Uma tarde de muita troca e conhecimento jurídico. A Escola Judicial de Sergipe (Ejuse) realizou, nesta sexta-feira, 18/10, a edição 2024 do Seminário Ejuse Destaca, trazendo o professor e juiz do Trabalho da 5ª Região, Rodolfo Pamplona Filho, e o professor e desembargador do Tribunal de Justiça de Sergipe (TJSE), João Hora Neto, para compartilhar seus conhecimentos com os participantes do evento. O encontro ocorreu no auditório da Ejuse, localizado no 8° andar do Anexo I do TJSE. A diretora da escola, desembargadora Iolanda Santos Guimarães, prestigiou as explanações.
“A palestra do professor Rodolfo Pamplona foi bem interessante, abordando temas de uma forma leve e transparente, com poesia, para alegrar nossa sexta-feira, e tivemos também a palestra do nosso querido colega João Hora Neto, que foi brilhante, pois ele é um grande professor e um grande magistrado”, comentou a desembargadora.
O Seminário Ejuse Destaca é direcionado para magistrados e servidores do TJSE e para a comunidade jurídica local interessada na temática dos expositores. Em sua fala, o desembargador João Hora Neto discorreu sobre o tema ‘A Força Normativa da Boa-fé Objetiva’, tema que também intitula seu novo livro lançado durante o evento.
“O livro deriva do meu doutorado pela Universidade Federal da Bahia há mais ou menos dois anos. Diante da pesquisa, que foi bem elogiada pela banca, razão pela qual a própria banca me motivou a converter a tese em um livro. E aí foi uma segunda etapa de luta, porque uma coisa é a tese, outra coisa é o livro. Eu elaborei, aprimorei, esmerei mais, e, finalmente, saiu o livro publicado pela editora Thoth, do Paraná, importante editora em nível nacional”, resumiu o desembargador, lembrando que sua obra tem como prefaciador Rodolfo Pamplona, e como apresentador Flávio Tartuce, ambos civilistas de renome nacional.
De acordo com João Hora Neto, a boa-fé objetiva é um princípio que vem dos romanos, perpassa os ordenamentos ocidentais, tem uma consagração máxima no artigo 242 do Código Alemão, entra no direito brasileiro pelo Código de Defesa do Consumidor, e hoje é expresso em três artigos do Código Civil.
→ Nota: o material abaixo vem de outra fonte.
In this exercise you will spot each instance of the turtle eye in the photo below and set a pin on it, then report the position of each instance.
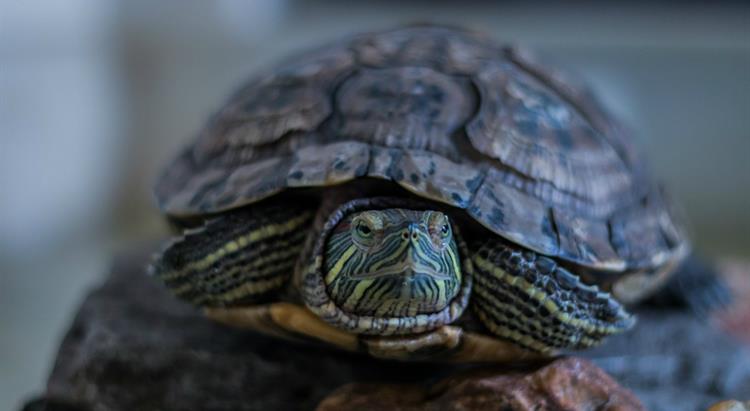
(363, 229)
(445, 229)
Segundo ele, a boa-fé objetiva é um mandamento de conduta, de lealdade, de transparência, que exige de todos os contratantes agir de forma cooperada, solidária, em prol das legítimas expectativas, desde a fase pré-contratual, durante e após o contrato. “Então, é um instituto poderoso, daí o tema do livro, e eu provo, segundo a minha concepção, que ele sai do direito privado e atinge outros ramos do direito, como, por exemplo, o direito público. E aí, na obra, eu faço grandes e múltiplas inferências com exemplos”, destacou.
O juiz do Trabalho Rodolfo Pamplona Filho abordou o tema ‘A Principiologia do Código Civil de 2002 e o Direito Contratual’. Segundo ele, é preciso compreender a importância da principiologia no Código Civil de 2002, inclusive, pela própria enunciação de Miguel Reale, que foi o seu relator, estabelecendo três grandes princípios: a eticidade, a socialidade e a operabilidade.
“E a eticidade, que é justamente verificar essa preocupação na aproximação do direito com a moral, é que influencia ainda mais o direito contratual, que tem, na boa-fé objetiva, um dos seus principais princípios. E é sobre esse tema que o desembargador João Hora Neto acabou de lançar o trabalho dele, que é fruto da sua tese de doutorado, aprovada com nota máxima na Universidade Federal da Bahia. Para mim, é uma honra, um prazer, e um privilégio presenciar e testemunhar esse momento”, considerou o magistrado, que, ao lado do desembargador João Hora Neto, também realizou uma sessão de autógrafos de dois de seus livros, o Manual de Direito Civil, e os volumes 1 (Parte geral) e 4 (Contratos) da coleção Novo Curso de Direito Civil, escritos em parceria com o também magistrado e professor Pablo Stolze Gagliano.
Estiveram presentes no evento magistrados e servidores do TJSE, alunos e ex-alunos do desembargador João Hora Neto, advogados e a comunidade jurídica sergipana interessada na temática desta edição do seminário.